= Putzgruppe =

German left-wing militant group

Putzgruppe (German for "cleaning squad") was a German far-left militant group that emerged from the German student movement and was active in the 1970s. It participated in riots against the police in Frankfurt. The future German foreign minister and vice chancellor Joschka Fischer was known to be the head of the group.

The group was the militant branch of a left-wing political organisation called "Revolutionärer Kampf" (Revolutionary Fight). The groups usual area of operation was the violent defense of occupied buildings against eviction by the police. According to Daniel Cohn-Bendit, they tried "to use helmets, to protect themselves against the state power, which sought trouble". In 2001, Joschka Fischer gave an interview to the German magazine Stern in which he said that they threw stones.

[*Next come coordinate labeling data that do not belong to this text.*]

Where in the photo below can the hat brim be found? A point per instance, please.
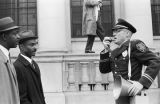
(27, 38)
(11, 28)
(119, 27)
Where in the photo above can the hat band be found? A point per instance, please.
(4, 27)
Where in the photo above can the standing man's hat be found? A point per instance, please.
(122, 24)
(26, 35)
(6, 24)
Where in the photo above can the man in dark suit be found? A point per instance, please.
(9, 93)
(91, 23)
(28, 73)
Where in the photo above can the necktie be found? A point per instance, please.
(33, 64)
(9, 56)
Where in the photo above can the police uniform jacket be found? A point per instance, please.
(29, 80)
(117, 62)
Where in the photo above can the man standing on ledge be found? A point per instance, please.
(9, 93)
(116, 60)
(91, 23)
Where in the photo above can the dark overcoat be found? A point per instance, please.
(89, 25)
(117, 62)
(29, 80)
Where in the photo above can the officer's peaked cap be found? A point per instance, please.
(122, 24)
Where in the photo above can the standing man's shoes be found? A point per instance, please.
(89, 51)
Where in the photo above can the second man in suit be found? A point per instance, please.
(28, 73)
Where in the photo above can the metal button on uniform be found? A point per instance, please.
(115, 65)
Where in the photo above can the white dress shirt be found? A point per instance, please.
(5, 51)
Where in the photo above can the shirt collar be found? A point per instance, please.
(5, 51)
(27, 58)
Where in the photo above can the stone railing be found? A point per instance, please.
(83, 75)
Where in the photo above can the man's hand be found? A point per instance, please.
(106, 42)
(135, 88)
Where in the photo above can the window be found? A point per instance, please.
(76, 17)
(24, 12)
(155, 7)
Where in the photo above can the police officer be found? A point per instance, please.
(116, 59)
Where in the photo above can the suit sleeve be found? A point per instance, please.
(104, 63)
(92, 2)
(22, 85)
(149, 59)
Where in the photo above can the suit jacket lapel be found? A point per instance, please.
(118, 51)
(34, 73)
(9, 65)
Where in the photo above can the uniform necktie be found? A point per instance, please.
(33, 64)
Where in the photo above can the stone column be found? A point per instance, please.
(138, 13)
(54, 25)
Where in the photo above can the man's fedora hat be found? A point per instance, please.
(122, 24)
(26, 35)
(6, 24)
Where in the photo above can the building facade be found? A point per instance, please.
(70, 76)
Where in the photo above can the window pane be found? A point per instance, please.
(76, 17)
(155, 7)
(24, 12)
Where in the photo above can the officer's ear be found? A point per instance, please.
(3, 36)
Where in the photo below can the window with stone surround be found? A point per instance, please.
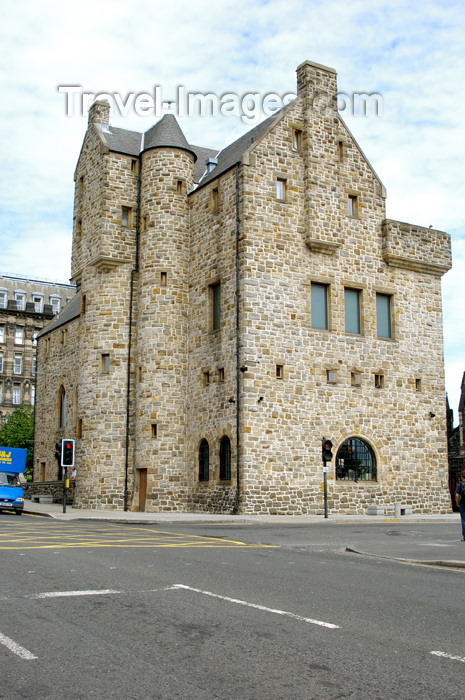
(126, 216)
(16, 394)
(225, 459)
(383, 316)
(296, 139)
(281, 189)
(352, 298)
(331, 376)
(356, 460)
(214, 307)
(18, 364)
(352, 205)
(319, 305)
(204, 461)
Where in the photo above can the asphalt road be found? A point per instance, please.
(101, 610)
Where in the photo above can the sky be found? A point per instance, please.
(411, 54)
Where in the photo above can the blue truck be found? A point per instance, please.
(12, 464)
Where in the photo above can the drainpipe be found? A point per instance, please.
(238, 364)
(131, 299)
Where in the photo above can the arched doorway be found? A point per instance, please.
(356, 460)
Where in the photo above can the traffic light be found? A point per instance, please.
(326, 450)
(58, 451)
(67, 453)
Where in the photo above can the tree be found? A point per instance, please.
(19, 432)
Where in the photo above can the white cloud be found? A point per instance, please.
(411, 53)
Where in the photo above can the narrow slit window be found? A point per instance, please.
(296, 139)
(281, 189)
(105, 363)
(352, 205)
(125, 216)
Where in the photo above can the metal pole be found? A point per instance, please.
(325, 487)
(65, 489)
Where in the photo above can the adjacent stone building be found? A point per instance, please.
(234, 309)
(26, 305)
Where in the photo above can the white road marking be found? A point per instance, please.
(329, 625)
(16, 648)
(448, 656)
(64, 594)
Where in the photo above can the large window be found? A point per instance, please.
(383, 316)
(355, 460)
(352, 311)
(204, 461)
(319, 304)
(225, 459)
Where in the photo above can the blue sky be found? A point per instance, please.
(412, 53)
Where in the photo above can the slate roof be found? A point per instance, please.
(233, 153)
(167, 132)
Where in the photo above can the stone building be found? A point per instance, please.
(26, 305)
(234, 309)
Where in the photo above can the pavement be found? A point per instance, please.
(409, 538)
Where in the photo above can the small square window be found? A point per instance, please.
(281, 189)
(105, 363)
(352, 205)
(215, 198)
(125, 216)
(296, 139)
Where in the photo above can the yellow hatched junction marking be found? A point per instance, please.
(57, 536)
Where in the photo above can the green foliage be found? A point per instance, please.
(19, 432)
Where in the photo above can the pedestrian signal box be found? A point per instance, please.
(67, 453)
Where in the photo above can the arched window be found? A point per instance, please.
(62, 423)
(204, 461)
(225, 459)
(355, 460)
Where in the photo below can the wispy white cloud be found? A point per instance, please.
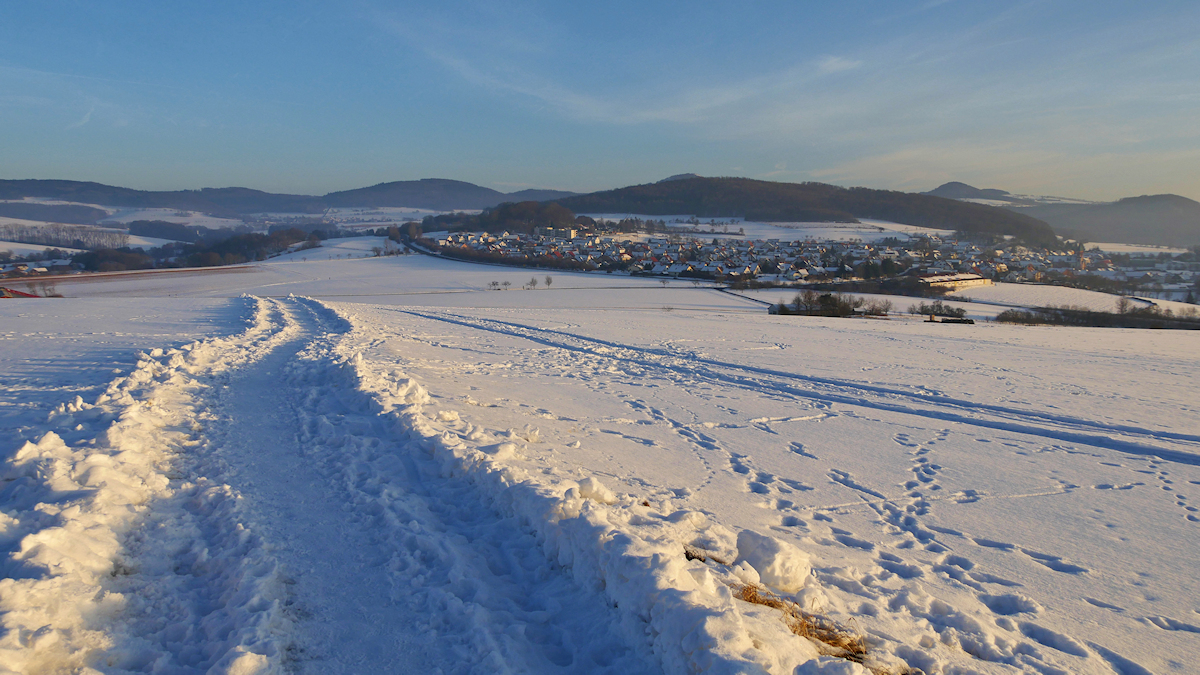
(85, 119)
(837, 64)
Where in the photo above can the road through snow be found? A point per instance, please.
(393, 568)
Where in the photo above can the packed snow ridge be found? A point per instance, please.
(135, 556)
(346, 488)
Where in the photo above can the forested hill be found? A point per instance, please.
(426, 193)
(807, 202)
(216, 201)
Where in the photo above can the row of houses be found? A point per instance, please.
(953, 263)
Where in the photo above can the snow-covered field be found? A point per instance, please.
(373, 465)
(18, 249)
(1137, 249)
(126, 215)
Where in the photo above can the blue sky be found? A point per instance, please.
(1084, 99)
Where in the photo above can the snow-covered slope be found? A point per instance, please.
(414, 472)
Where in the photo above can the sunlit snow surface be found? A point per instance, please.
(984, 497)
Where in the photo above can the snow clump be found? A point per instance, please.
(779, 565)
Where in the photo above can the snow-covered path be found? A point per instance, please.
(345, 622)
(510, 483)
(393, 568)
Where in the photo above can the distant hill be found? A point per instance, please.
(215, 201)
(1163, 220)
(436, 193)
(73, 214)
(231, 202)
(807, 202)
(955, 190)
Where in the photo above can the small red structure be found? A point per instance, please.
(11, 293)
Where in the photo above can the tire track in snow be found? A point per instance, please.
(1062, 428)
(420, 572)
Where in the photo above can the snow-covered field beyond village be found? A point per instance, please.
(377, 465)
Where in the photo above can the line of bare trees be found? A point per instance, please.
(59, 234)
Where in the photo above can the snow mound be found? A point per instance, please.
(89, 567)
(779, 565)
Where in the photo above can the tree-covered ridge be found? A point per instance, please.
(807, 202)
(520, 216)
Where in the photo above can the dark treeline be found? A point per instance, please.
(797, 202)
(72, 214)
(1125, 317)
(165, 230)
(232, 250)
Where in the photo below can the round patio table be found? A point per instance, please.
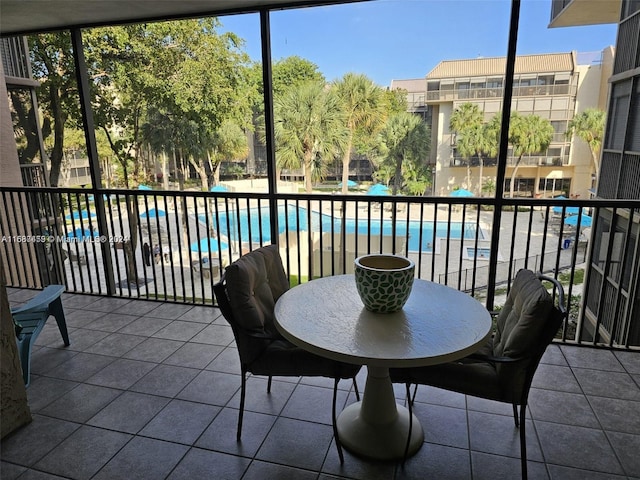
(438, 324)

The term Putzgruppe became popular in Germany in 2000, when the trial against Hans-Joachim Klein, a former member of the group, begun. He joined the terrorist group Revolutionary Cells in 1974.

== Members ==
The Putzgruppe had up to 40 members. Its head was Joschka Fischer. Other members included Hans-Joachim Klein, Johnny Klinke, Matthias Beltz, Ralf Scheffler, Raoul Kopania, Georg Clemens Dick, and Tom Koenigs.